町を歩いていると、自転車や原付バイクに乗って犬と一緒に走っている人を見かける。犬によって必要な運動量は異なるようだが、ネットのQ&Aサイトでは「散歩で走ることが大好きで、自転車じゃないと満足してもらえない始末」といった飼い主の声もあった。
弁護士ドットコムの法律相談コーナーにも、車や人の往来の少ない早朝5時ごろ、左手にリードを持って田畑の間を原付バイクに乗って犬の散歩をしているという男性から投稿があった。
一方で、愛犬と自転車などで並走することには危険も伴う。飼い主が自転車や原付バイクに乗って、犬と並走することは道交法違反になるのだろうか。またかごに入れて移動した場合はどうなのだろうか。和氣良浩弁護士に話を聞いた。
●「道交法に違反していることは明らか」
犬と並走する行為は、法的にどう考えられるのだろうか。
「犬をリードでつないで自転車や原付バイクを運転していた場合、犬の予期しない行動によって、ハンドルが取られ、周囲の歩行者に危険を及ぼす可能性が高いといえます。したがって自転車を運転しながら、犬をリードでつないで散歩させる行為は、道路交通法(道交法)に違反していることは明らかです」
具体的には、どのような点が違法に当たるのか。
「自転車や原付バイクの運転者は、ハンドルやブレーキなどを確実に操作し、かつ、道路状況に応じ、他人に危害を及ぼさないような速度と方法で運転しなければなりません。これに違反したときは刑事罰として3月以下の懲役又は5万円以下の罰金が科せられることがあります(道交法119条1項9号)」
●「前かごに入れる」も、道交法違反に問われる可能性
では、犬を自転車の前かごに入れて移動した場合は、どうだろうか。和氣弁護士は道交法のある条文を紹介する。

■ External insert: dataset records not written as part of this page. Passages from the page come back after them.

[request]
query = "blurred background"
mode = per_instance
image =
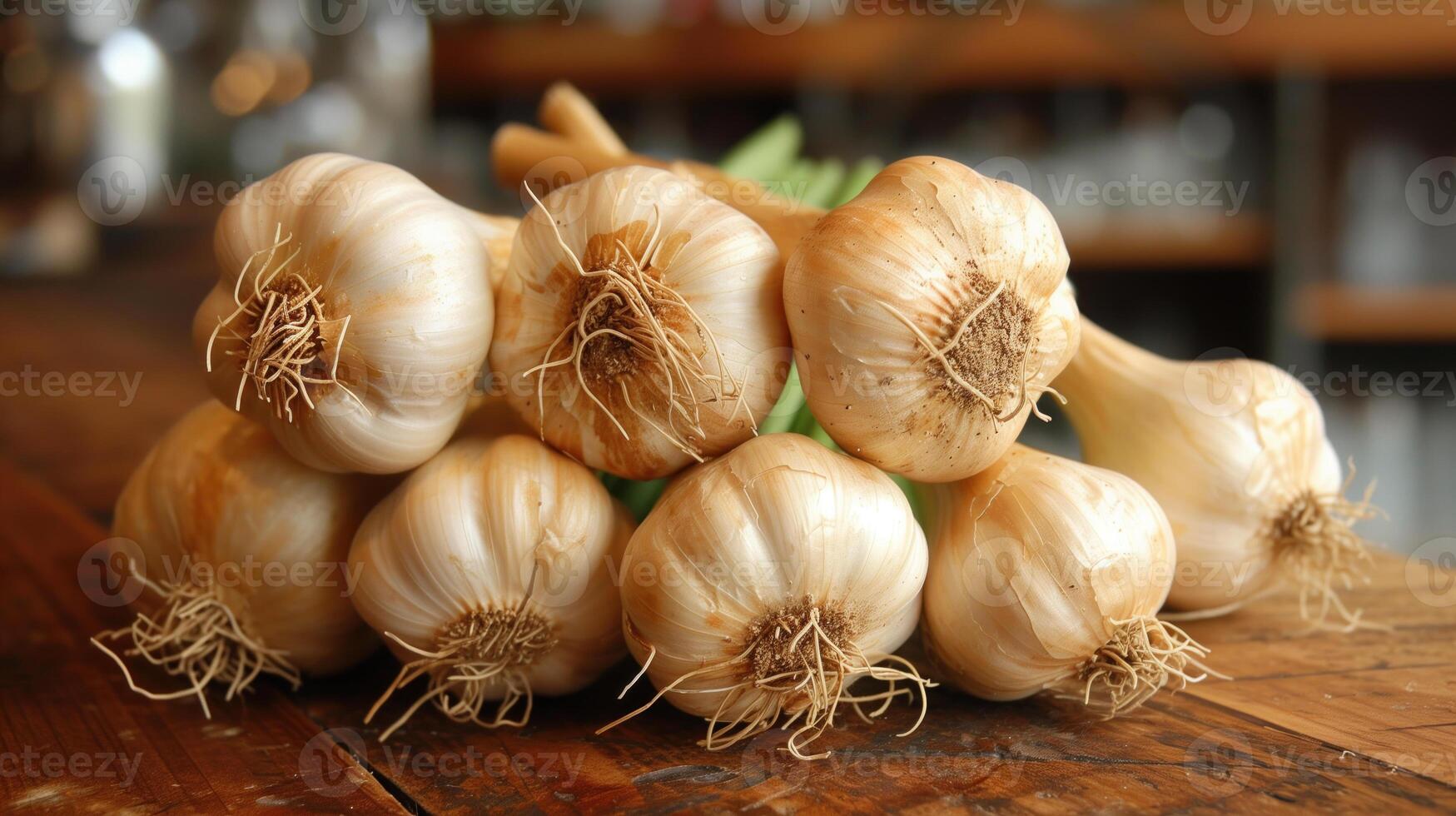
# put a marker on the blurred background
(1232, 177)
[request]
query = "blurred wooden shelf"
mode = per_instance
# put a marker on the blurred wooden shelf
(1339, 312)
(1240, 242)
(1143, 44)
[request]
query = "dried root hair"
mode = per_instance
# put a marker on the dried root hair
(196, 635)
(950, 359)
(795, 669)
(289, 341)
(1318, 550)
(626, 305)
(1140, 658)
(474, 654)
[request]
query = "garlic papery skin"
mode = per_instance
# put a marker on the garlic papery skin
(489, 573)
(1046, 575)
(246, 550)
(1235, 450)
(497, 235)
(641, 324)
(351, 314)
(768, 582)
(927, 316)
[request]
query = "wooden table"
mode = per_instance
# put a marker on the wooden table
(1362, 722)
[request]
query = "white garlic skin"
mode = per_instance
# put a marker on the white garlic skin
(913, 241)
(462, 535)
(1031, 563)
(721, 262)
(408, 271)
(778, 519)
(219, 490)
(1224, 445)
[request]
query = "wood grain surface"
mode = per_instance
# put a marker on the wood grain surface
(1353, 723)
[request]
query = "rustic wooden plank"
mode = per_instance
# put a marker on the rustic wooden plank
(127, 326)
(1379, 694)
(1269, 740)
(72, 734)
(1041, 755)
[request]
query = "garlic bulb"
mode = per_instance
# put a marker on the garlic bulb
(489, 573)
(641, 322)
(1047, 573)
(927, 318)
(1235, 452)
(351, 314)
(768, 582)
(246, 550)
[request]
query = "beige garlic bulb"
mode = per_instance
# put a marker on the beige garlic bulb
(1047, 575)
(641, 326)
(351, 315)
(929, 315)
(768, 582)
(489, 573)
(1235, 450)
(246, 550)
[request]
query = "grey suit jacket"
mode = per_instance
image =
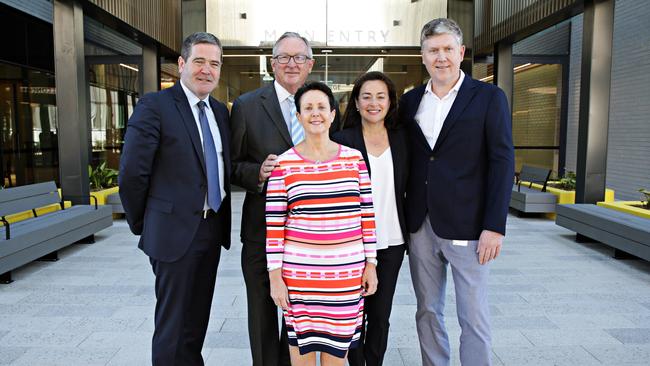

「運転者は『公安委員会が道路における危険を防止し、その他交通の安全を図るため必要と認めて定めた事項』を守らなければならないと定めています(道交法第71条6号)。これに違反した場合には5万円以下の罰金が科せられることがあります(道交法120条1項9号)」
和氣弁護士によれば、この条文を受けて、各都道府県が具体的に禁止事項を規定しているという。
「例えば、兵庫県道路交通法施行細則第9条10号は『傘を差し、物を担ぎ、若しくは物を持つなど視野を妨げ、又は安定を失うおそれのある方法で、大型自動二輪車、普通自動二輪車、原動機付自転車又は自転車を運転しないこと』と規定しています。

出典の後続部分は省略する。